BEIJING, April 29, 2015:
China’s top two trainmakers have been in discussions with Bombardier Inc about possibly buying a controlling stake in the Canadian company’s railway unit, two sources with direct knowledge of the matter said.
China CNR Corp Ltd and state-owned CSR Corp Ltd, now in the process of merging to create the world’s biggest railway company, are exploring a stake purchase of the Bombardier unit, complementing China’s plan to sell its high-speed rail technology abroad, the sources said.
But discussions can not move forward until after the Chinese trainmakers complete a planned US$26 billion (RM92.16 billion) merger next month, said a person close to one of the Chinese companies.
Canada’s Bombardier has been exploring a possible sale of all or part of its railway business as it seeks to pay for the huge cost overruns in its aircraft business, Reuters reported this month.
The Canadian company is working with banks on strategic options, that also include a possible initial public offering either in Germany, where the business is based, or in Britain. Bankers value a possible deal at up to US$5 billion.
“I have no knowledge of this matter,” said Xu Houguang, a CSR executive.
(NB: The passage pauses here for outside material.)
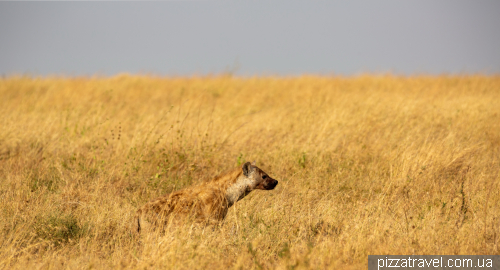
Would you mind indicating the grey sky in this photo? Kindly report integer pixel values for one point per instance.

Zhang Yong, an executive at CNR, also said he had no knowledge of this matter.
Bombardier spokeswoman Isabelle Rondeau declined to comment: “We will not comment on any speculation.”
In February, Bombardier said it “will explore other initiatives such as certain business activities’ potential participation in industry consolidation”.
CNR and CSR are already the world’s largest train makers by revenue but the bulk of their sales are from domestic contracts.
A purchase of Bombardier’s rail assets would “open the doors for the Chinese to all Western train markets,” one of the sources with direct knowledge of the situation said.
“It would be the most concrete example of China executing on its ‘one belt, one road’ strategy,” the source said, referring to China’s aim to create a modern Silk Road economic belt through a network of infrastructure links through Central, West and South Asia to Europe and Africa.
Yet a Chinese bid could face political opposition in Canada, which is due to hold a general election in October. The state government in Quebec, where Bombardier is based, is generally hostile to foreign takeover bids.
A purchase of a stake in the Bombardier unit by Chinese companies would require approval from the Ministry of Commerce, the National Development and Reform Commission and the China Securities Regulatory Commission as well as European Union, US and Canadian regulators.
In February, a CNR official said the firm was interested in buying foreign rail-linked technologies and had been in touch with some companies.
Bombardier, whose presence in China tracks back to 1954, currently has a number rail joint ventures in the country, three of them with CNR and CSR units.